A tecnologia especializada foi testada em Holyhead, País de Gales, no final do ano passado.
A Polícia de Imigração, a Força de Fronteira e a polícia local disseram que 15 câmeras no total foram usadas para identificar pessoas que violaram as ordens de deportação.
Holyhead é um porto importante para imigrantes do República da Irlanda e é o segundo porto de ferry de passageiros mais movimentado do Reino Unido – com mais de 400.000 camiões e 400.000 carros a passarem todos os anos.

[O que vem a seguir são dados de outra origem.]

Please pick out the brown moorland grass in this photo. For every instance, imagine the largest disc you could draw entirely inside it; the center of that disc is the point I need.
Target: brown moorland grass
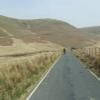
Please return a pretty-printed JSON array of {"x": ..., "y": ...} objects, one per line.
[
  {"x": 92, "y": 62},
  {"x": 18, "y": 76}
]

O julgamento viu uma lista de observação de quase 5.000 infratores de imigração procurados ser verificada.
Dois alertas foram acionados quando verificados os rostos dos transeuntes e de um total de 7.512 rostos escaneados, uma pessoa foi presa.
Nenhum alerta incorreto foi acionado, relata o The Sun.
No ano passado registou-se o segundo maior número anual de chegadas de migrantes ilegais alguma vez registado.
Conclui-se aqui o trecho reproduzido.